Treating MoE parameter counts as comparable to dense parameter counts. A 200-billion-parameter MoE model with 2-of-8 routing has roughly the per-token compute of a 50-billion-parameter dense model. The “200 billion” number is the total parameter count, not the active count. Comparing this to a 200-billion-parameter dense model is not apples-to-apples on speed, even if it is on capability.

Assuming ViT replaced CNNs for everything. It did not. CNNs are still competitive on small datasets and on tasks where their inductive biases (locality, translation equivariance) match the data. For frontier-scale image and multimodal work, ViT-style encoders dominate; for embedded-vision applications and constrained-data tasks, CNNs are often still the better tool.

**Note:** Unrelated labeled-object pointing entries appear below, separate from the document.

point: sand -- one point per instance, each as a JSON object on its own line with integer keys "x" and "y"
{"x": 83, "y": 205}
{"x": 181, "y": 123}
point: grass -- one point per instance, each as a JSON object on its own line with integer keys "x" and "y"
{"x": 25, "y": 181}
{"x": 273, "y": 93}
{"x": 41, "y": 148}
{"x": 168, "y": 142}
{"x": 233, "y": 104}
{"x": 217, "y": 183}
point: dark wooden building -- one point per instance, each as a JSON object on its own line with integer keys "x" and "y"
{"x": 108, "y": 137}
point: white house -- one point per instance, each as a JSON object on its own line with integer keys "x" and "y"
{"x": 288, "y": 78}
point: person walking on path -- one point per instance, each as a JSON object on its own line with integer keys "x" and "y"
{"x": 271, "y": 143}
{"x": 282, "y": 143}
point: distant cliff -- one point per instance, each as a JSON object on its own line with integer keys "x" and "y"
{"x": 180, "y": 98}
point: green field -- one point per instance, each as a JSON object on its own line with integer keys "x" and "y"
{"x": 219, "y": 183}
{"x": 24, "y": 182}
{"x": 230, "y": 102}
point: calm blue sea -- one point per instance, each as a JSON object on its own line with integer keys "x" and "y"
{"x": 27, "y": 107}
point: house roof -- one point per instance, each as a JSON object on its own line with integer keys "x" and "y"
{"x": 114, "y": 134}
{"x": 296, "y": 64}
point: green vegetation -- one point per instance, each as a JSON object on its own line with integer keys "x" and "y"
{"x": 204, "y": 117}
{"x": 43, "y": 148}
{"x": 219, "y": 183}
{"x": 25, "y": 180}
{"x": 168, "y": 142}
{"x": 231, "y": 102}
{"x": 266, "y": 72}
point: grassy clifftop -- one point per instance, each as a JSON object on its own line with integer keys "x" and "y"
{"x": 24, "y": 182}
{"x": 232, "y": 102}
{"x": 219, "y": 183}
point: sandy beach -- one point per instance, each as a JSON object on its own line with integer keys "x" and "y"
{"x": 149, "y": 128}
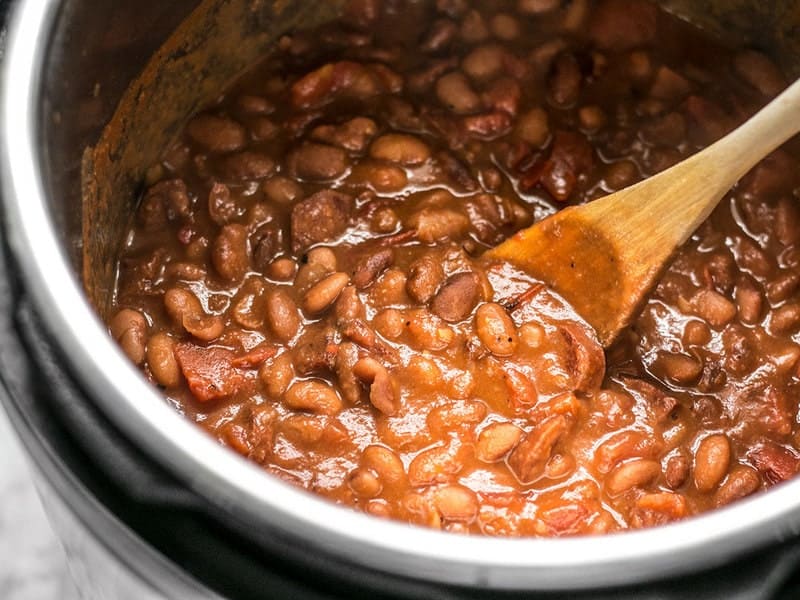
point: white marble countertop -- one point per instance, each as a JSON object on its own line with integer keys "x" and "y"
{"x": 32, "y": 562}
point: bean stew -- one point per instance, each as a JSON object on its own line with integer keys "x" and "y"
{"x": 304, "y": 275}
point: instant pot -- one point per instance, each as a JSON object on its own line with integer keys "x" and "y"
{"x": 149, "y": 506}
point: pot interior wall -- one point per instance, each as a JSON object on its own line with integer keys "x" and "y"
{"x": 90, "y": 103}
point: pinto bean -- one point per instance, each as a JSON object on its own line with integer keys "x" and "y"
{"x": 711, "y": 461}
{"x": 282, "y": 315}
{"x": 382, "y": 392}
{"x": 277, "y": 375}
{"x": 371, "y": 266}
{"x": 161, "y": 360}
{"x": 456, "y": 299}
{"x": 319, "y": 218}
{"x": 425, "y": 276}
{"x": 496, "y": 329}
{"x": 496, "y": 440}
{"x": 677, "y": 471}
{"x": 635, "y": 473}
{"x": 474, "y": 28}
{"x": 313, "y": 396}
{"x": 400, "y": 148}
{"x": 532, "y": 127}
{"x": 434, "y": 465}
{"x": 528, "y": 460}
{"x": 324, "y": 294}
{"x": 484, "y": 63}
{"x": 230, "y": 253}
{"x": 713, "y": 307}
{"x": 456, "y": 503}
{"x": 455, "y": 92}
{"x": 129, "y": 328}
{"x": 216, "y": 134}
{"x": 385, "y": 464}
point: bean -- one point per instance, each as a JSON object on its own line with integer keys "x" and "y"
{"x": 318, "y": 162}
{"x": 456, "y": 503}
{"x": 496, "y": 440}
{"x": 322, "y": 256}
{"x": 400, "y": 148}
{"x": 457, "y": 297}
{"x": 129, "y": 328}
{"x": 496, "y": 329}
{"x": 221, "y": 207}
{"x": 277, "y": 375}
{"x": 386, "y": 464}
{"x": 382, "y": 178}
{"x": 454, "y": 92}
{"x": 532, "y": 127}
{"x": 696, "y": 333}
{"x": 364, "y": 483}
{"x": 282, "y": 269}
{"x": 230, "y": 253}
{"x": 313, "y": 396}
{"x": 216, "y": 134}
{"x": 528, "y": 460}
{"x": 634, "y": 473}
{"x": 282, "y": 315}
{"x": 281, "y": 190}
{"x": 783, "y": 286}
{"x": 484, "y": 63}
{"x": 785, "y": 319}
{"x": 180, "y": 303}
{"x": 324, "y": 293}
{"x": 749, "y": 301}
{"x": 473, "y": 28}
{"x": 439, "y": 36}
{"x": 505, "y": 27}
{"x": 382, "y": 392}
{"x": 390, "y": 289}
{"x": 434, "y": 465}
{"x": 677, "y": 471}
{"x": 389, "y": 323}
{"x": 711, "y": 461}
{"x": 742, "y": 482}
{"x": 161, "y": 360}
{"x": 425, "y": 276}
{"x": 713, "y": 307}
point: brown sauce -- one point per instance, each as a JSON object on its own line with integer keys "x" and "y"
{"x": 304, "y": 278}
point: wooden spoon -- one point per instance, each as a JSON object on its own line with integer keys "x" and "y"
{"x": 604, "y": 257}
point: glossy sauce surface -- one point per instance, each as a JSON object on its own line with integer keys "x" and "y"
{"x": 304, "y": 277}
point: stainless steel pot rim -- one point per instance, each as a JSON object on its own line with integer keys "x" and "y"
{"x": 240, "y": 487}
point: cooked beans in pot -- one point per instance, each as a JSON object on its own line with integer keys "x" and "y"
{"x": 309, "y": 287}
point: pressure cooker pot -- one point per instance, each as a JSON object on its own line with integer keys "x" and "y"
{"x": 91, "y": 97}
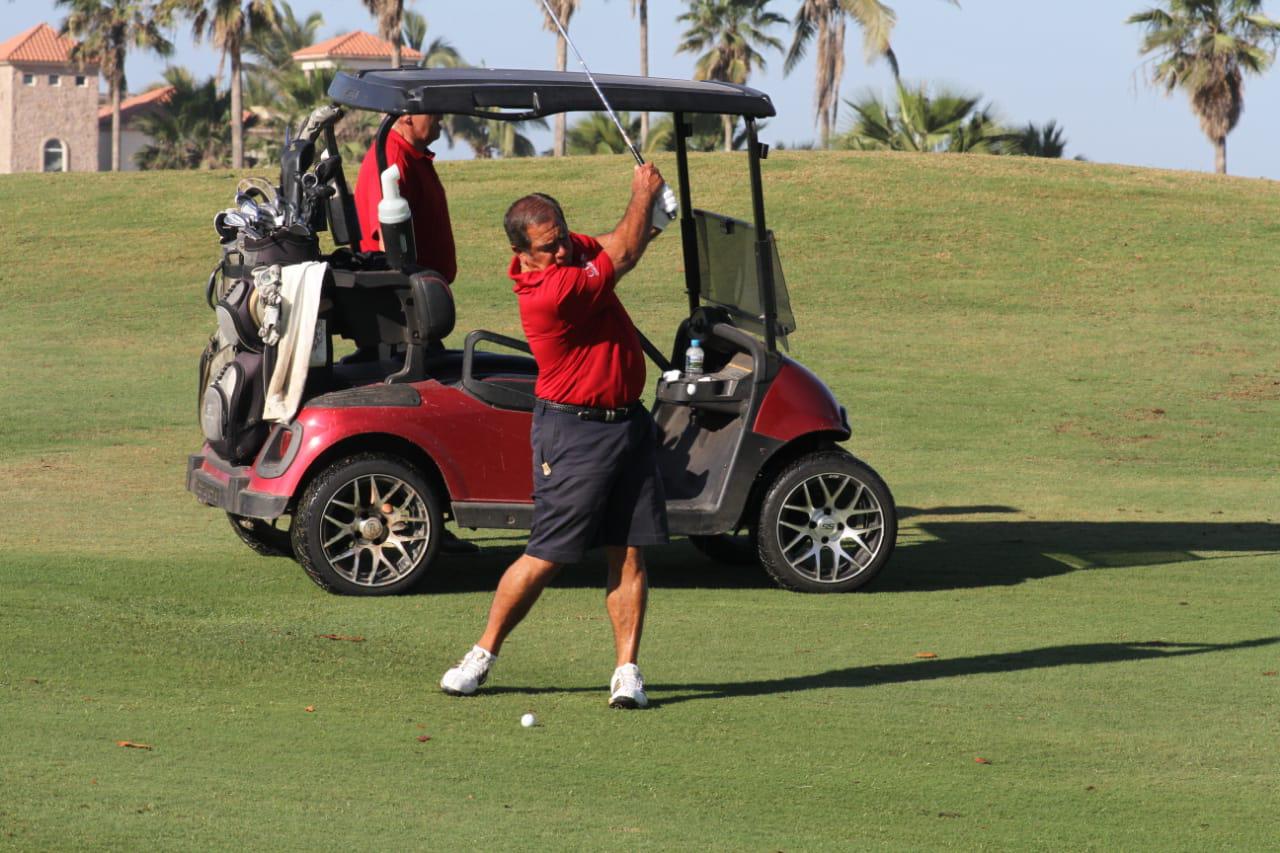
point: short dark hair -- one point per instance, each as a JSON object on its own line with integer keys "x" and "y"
{"x": 533, "y": 209}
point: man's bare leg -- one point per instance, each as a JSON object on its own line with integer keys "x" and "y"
{"x": 517, "y": 591}
{"x": 626, "y": 597}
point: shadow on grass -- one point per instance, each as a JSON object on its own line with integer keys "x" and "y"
{"x": 876, "y": 675}
{"x": 936, "y": 551}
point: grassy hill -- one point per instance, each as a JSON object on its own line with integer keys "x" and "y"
{"x": 1066, "y": 373}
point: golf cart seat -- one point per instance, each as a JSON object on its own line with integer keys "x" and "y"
{"x": 388, "y": 313}
{"x": 499, "y": 379}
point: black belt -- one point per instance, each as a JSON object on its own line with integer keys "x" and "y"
{"x": 588, "y": 413}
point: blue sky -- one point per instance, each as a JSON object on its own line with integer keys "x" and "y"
{"x": 1077, "y": 63}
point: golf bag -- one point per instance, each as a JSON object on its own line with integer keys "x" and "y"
{"x": 237, "y": 363}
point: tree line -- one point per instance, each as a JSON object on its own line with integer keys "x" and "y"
{"x": 1203, "y": 48}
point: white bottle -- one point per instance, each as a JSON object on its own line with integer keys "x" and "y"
{"x": 694, "y": 359}
{"x": 396, "y": 222}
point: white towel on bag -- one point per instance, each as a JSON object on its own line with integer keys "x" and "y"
{"x": 300, "y": 304}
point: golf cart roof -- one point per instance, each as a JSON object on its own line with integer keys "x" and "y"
{"x": 515, "y": 94}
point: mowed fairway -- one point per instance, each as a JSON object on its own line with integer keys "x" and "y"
{"x": 1069, "y": 375}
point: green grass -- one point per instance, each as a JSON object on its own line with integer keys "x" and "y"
{"x": 1066, "y": 373}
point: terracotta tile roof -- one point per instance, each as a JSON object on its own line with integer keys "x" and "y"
{"x": 355, "y": 45}
{"x": 131, "y": 105}
{"x": 40, "y": 44}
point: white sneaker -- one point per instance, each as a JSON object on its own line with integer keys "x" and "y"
{"x": 469, "y": 674}
{"x": 626, "y": 688}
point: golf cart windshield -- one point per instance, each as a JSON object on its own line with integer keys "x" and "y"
{"x": 730, "y": 277}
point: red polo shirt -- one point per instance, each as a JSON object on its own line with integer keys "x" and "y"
{"x": 421, "y": 187}
{"x": 585, "y": 345}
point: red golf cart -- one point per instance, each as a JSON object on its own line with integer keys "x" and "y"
{"x": 388, "y": 443}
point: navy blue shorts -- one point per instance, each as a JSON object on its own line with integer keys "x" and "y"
{"x": 594, "y": 484}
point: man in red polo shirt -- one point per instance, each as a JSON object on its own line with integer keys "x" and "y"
{"x": 595, "y": 468}
{"x": 433, "y": 233}
{"x": 420, "y": 186}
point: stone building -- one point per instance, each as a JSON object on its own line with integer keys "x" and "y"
{"x": 48, "y": 105}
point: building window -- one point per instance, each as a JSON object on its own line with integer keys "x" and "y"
{"x": 55, "y": 155}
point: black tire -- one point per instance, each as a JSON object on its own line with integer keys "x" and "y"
{"x": 369, "y": 524}
{"x": 735, "y": 548}
{"x": 817, "y": 507}
{"x": 266, "y": 538}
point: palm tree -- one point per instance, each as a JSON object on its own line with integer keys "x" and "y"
{"x": 823, "y": 22}
{"x": 438, "y": 54}
{"x": 106, "y": 30}
{"x": 1206, "y": 48}
{"x": 492, "y": 138}
{"x": 563, "y": 10}
{"x": 229, "y": 23}
{"x": 191, "y": 131}
{"x": 946, "y": 122}
{"x": 389, "y": 14}
{"x": 726, "y": 32}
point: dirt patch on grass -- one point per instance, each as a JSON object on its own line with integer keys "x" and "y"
{"x": 1106, "y": 439}
{"x": 1257, "y": 387}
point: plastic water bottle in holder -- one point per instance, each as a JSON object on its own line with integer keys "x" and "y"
{"x": 694, "y": 359}
{"x": 396, "y": 222}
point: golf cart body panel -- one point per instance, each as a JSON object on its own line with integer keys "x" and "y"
{"x": 799, "y": 405}
{"x": 391, "y": 441}
{"x": 516, "y": 94}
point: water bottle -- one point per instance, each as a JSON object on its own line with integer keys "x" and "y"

Overinterpreting “transformer for X” announcements. When a paper claims “we built a transformer-based system for [novel task],” the underlying transformer block is almost always close to the standard architecture. The novelty is usually in input tokenization, output decoding, or training data, not in the block itself. Reading these claims carefully helps separate genuine architectural innovation from “we used a known architecture for a new task.”

What you should remember

The transformer block has been adapted in major directions beyond text. ViT and MoE are the two canonical examples; many others exist.
Vision Transformers (ViT) apply the transformer architecture to image patches. Split image into patches, project to vectors, add CLS and position embeddings, run through encoder, project CLS embedding to class. With enough data, the model learns inductive biases CNNs had built in. Foundation for modern multimodal systems.
Mixture-of-Experts (MoE) keeps the transformer architecture but replaces the dense feed-forward layer with multiple experts and a gating network that routes each token to a subset. Scales total parameter count without proportionally scaling per-token compute. Used by most frontier-scale models.
In one sentence each. ViT enables transformers to process non-text modalities. MoE enables scaling parameter counts without scaling per-token compute.
The transformer block is now a general-purpose neural-network primitive. Reading “transformer-based system for X” should not surprise you anywhere in modern AI research.

If you remember one thing

The transformer block was designed for translation. It turned out to work for almost everything.
ViT adapts it to non-text inputs. MoE adapts the block’s internal compute for sparse routing.
Most modern AI systems are some combination of these adaptations on the same underlying architecture.